Democrat Perry has since become part of a traveling road show with Republican George Shultz, promoting "preemptive war" and "coercive diplomacy," with North Korea prominent on the target list, along with Iran, Syria and Sudan.

When the Bush Administration repeatedly reneged on peace initiatives arranged by its own officials, the North Koreans' response was to proceed with testing of their missiles and with nuclear weapons development—as clearly intended by Cheney (see "Cheney Wants War, Plays North Korea Card," EIR. Oct. 27, 2006). The intended result was not necessarily a war on Korea, but to point to North Korea's weapons development as justification for an immediate preemptive attack on Iran.

Nonetheless, when Pyongyang tested (unsuccessfully) a long-range ballistic missile in June, Perry and his co-hort Ashton Carter wrote a Washington Post op-ed called "Strike and Destroy," saying that it would be a "prudent policy" to take out the missile sites with cruise missiles, and to "introduce air and naval forces into the region at the same time it made its threat to strike," to make any subsequent war "swifter and less costly in lives." Cheney commented that he "appreciated Bill's advice," but that "you better not be prepared to fire just one shot."

Jack Pritchard, the special envoy to North Korea who was fired by Bush in 2003 for the "crime" of talking to his negotiating partners from Pyongyang, responded to Perry's bluster by saying that Perry and the war-hawks had better "give our chest-thumping, feel-good opinions a rest," noting that the "missile test is not a violation of anything more than our pride, ripping a gaping hole in the false logic that talking with the North Koreans somehow rewards and empowers them."

Then, when the North Koreans tested a small nuclear device in October, Perry not only threatened war on North Korea, but even blamed the proposed preemptive war on China and South Korea. According to the Japanese daily Yomiuri Shimbun, which sponsored a Nov. 4 forum in Japan featuring Perry, he told the audience that if China and South Korea failed to "provide the coercion" by cutting off North Korea's supply of oil and food, then the United States "might take the only meaningful coercive action available to it—destroying the [North Korean nuclear] reactor before it could come on line."

If the new Democratic Party-controlled Congress looks to this faction of imperial thugs, the Congressional potential, and responsibility, to check the current rush to war will be lost.

A Provocation for War

Thus far, President Bush and Secretary of State Condoleezza Rice have insisted that there is no intention to attack North Korea. However, U.S. Ambassador to the UN, John Bolton, has also insisted that the UN resolution passed by the Security Council on Oct. 14 imposing sanctions on North Korea, includes the right to stop North Korean ships on the high seas, to guard against suspected weapons proliferation—a policy Bolton and Cheney have pursued for years. This claim is false—the sanctions in no way legitimize such piracy—but such an attempt by Washington could create an incident that could spark a war in an instant.
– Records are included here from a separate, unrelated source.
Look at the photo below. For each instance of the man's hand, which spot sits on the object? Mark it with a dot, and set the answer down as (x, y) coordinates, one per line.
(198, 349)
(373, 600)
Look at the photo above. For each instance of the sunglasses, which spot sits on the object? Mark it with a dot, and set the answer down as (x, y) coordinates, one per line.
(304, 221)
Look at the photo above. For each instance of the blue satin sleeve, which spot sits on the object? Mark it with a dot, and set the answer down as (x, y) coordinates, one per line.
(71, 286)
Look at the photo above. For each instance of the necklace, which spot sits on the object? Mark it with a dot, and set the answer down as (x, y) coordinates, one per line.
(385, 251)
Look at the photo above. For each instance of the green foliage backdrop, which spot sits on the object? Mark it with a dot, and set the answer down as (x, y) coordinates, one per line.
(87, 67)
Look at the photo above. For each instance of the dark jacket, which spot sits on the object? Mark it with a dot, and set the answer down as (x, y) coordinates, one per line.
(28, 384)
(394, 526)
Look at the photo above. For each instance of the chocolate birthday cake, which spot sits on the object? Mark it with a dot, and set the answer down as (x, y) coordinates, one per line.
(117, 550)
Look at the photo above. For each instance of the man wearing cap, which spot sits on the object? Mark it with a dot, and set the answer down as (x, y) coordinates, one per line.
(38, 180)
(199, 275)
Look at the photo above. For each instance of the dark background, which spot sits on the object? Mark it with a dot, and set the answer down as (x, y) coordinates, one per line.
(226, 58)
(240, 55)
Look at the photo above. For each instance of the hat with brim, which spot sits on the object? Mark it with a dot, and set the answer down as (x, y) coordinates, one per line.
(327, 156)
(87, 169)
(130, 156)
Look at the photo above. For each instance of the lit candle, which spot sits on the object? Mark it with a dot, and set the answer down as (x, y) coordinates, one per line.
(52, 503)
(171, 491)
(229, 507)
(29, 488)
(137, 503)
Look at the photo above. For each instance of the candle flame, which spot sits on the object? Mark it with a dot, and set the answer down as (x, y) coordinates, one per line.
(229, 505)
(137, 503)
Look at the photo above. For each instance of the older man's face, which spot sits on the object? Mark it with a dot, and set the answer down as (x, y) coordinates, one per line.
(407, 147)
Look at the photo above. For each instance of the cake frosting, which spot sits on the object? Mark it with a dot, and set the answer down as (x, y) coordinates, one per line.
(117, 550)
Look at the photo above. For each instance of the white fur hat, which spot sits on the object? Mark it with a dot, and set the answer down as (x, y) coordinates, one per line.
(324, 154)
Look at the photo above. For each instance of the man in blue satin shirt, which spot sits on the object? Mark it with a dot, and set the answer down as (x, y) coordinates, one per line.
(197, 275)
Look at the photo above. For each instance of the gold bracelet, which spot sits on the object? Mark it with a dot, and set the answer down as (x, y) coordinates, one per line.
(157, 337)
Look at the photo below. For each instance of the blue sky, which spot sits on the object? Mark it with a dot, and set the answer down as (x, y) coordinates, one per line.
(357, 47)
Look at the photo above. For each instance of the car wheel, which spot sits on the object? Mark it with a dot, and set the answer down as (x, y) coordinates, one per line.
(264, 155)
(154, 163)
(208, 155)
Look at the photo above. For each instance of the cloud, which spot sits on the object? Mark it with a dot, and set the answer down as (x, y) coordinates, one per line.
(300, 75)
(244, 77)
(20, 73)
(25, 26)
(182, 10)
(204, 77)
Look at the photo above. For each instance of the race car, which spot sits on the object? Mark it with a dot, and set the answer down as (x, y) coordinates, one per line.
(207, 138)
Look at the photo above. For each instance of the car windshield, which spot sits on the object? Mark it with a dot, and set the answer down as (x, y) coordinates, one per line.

South Korean President Roh Moo-hyun has warned of such an "accidental war" being started by an effort to interdict shipping on the high seas. He told the South Korean General Assembly that "some argue that we should not shy away from going to war, which is truly irresponsible and dangerous." He also rejected U.S. demands to curtail the "Sunshine Policy" of expanding economic and social relations between the two Koreas. When the White House claimed that any profits derived from the South Korean industrial park in the northern city of Kaesong, or from the tourists who visit Mount Kumgang in the North, could be used to finance nuclear weapons, and must thus be stopped, President Roh responded that these projects were "symbols of peace and stability on the Peninsula." He added that "under any circumstances, inter-Korean dialogue must be sustained and the government will stick to the basic policy for peace and prosperity."